Jesus hat jetzt viele Jünger, die im himmlischen Reich gern mit ihm herrschen möchten, aber wenige, die sein Kreuz auf Erden tragen wollen. Viele, die gerne seine Seligkeit mit ihm teilen möchten, aber wenige, die in der Trübsal mit ihm aushalten wollen. Viele, die mit ihm essen und trinken möchten, aber wenige, die mit ihm fasten wollen. Alle möchten mit ihm Freude haben, aber wenige wollen mit ihm leiden. Viele folgen Jesu nach bis zum Brotbrechen beim Abendmahle, aber wenige bis zum Trinken aus dem Leidenskelche. Viele ehren seine Wunder, die er getan, aber wenige teilen mit ihm die Schmach des Kreuzes, die er gelitten hat. Viele lieben Jesus, solange sie nichts zu leiden haben, loben und preisen ihn, solange sie Tröstungen von ihm empfangen. Aber wenn er sich verbirgt und nur eine kurze Weile sie allein lässt, da klagen sie oder verlieren gar allen Mut.
 
Die aber Jesus seinethalben und nicht ihres Trostes wegen lieb haben, die loben ihn in den Tagen der heißesten Angst wie in den Stunden des höchsten Jubels.

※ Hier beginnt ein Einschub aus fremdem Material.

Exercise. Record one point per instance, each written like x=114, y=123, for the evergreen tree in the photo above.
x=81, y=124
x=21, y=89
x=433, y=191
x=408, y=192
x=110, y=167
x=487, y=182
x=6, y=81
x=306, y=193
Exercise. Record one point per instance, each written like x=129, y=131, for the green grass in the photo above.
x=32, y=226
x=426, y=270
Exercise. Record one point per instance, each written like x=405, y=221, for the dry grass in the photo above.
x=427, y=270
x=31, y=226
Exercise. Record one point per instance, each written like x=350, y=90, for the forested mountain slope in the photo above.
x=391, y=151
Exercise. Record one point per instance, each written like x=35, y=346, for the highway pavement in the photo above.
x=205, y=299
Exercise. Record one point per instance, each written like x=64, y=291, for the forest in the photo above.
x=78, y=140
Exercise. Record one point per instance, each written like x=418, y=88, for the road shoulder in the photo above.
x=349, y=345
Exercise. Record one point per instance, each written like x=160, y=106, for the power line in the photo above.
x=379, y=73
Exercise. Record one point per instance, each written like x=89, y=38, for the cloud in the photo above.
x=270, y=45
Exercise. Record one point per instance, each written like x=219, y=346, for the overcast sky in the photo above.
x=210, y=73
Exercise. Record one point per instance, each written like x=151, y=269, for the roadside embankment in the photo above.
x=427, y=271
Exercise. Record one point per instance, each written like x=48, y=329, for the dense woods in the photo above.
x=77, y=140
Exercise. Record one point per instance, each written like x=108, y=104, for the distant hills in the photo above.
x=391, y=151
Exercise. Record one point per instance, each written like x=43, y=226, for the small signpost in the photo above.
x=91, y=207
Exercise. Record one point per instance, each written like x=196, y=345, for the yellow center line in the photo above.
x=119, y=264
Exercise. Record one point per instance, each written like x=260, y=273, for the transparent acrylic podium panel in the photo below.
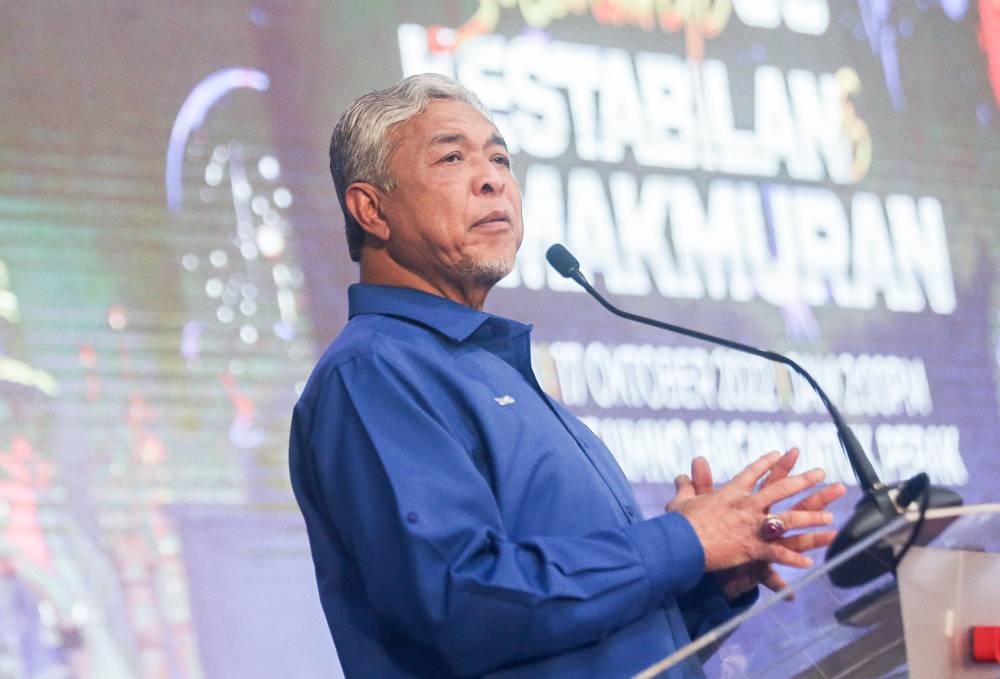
x=828, y=632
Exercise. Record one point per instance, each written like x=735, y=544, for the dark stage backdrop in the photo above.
x=813, y=176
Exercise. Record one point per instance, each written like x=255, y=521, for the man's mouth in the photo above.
x=496, y=218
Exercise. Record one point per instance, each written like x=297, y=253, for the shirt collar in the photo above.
x=451, y=319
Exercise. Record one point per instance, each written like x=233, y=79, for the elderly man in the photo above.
x=463, y=523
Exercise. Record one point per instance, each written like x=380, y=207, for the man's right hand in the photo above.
x=728, y=520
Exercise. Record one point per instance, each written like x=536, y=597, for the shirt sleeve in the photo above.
x=403, y=493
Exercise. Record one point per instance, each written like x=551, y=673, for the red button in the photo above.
x=986, y=644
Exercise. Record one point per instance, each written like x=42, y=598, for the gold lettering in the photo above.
x=853, y=127
x=700, y=19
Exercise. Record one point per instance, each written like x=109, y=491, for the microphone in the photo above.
x=880, y=503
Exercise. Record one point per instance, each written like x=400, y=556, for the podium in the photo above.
x=918, y=624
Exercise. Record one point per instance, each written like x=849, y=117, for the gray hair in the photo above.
x=360, y=147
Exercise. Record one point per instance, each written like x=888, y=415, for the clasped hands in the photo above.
x=728, y=519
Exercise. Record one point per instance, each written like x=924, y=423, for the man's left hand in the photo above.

Und wenn er ihnen nie eine himmlische Tröstung senden wollte, würden sie ihn doch immer loben, ihm allzeit danken.
 
Wenn der Mensch all seine Habe daran gibt, so ist es noch so viel als nichts. Wenn er die strengste Buße tut, so ist es noch sehr gering. Wenn er alle Wissenschaft erfasst hätte, so wäre er noch fern. Und wenn er große Tugend und brennende Andacht hätte, so fehlte ihm noch viel, nämlich gerade das eine Notwendige. Dieses ist: Nachdem du alles andere schon verlassen hast, so musst du auch dich selbst verlassen, ganz von dir selbst dich entfernen und alle Eigenliebe ohne Erbarmen ans Kreuz schlagen.
 
(Thomas von Kempen, Vier Bücher von der Nachfolge Christi, München 1917, S. 107f.)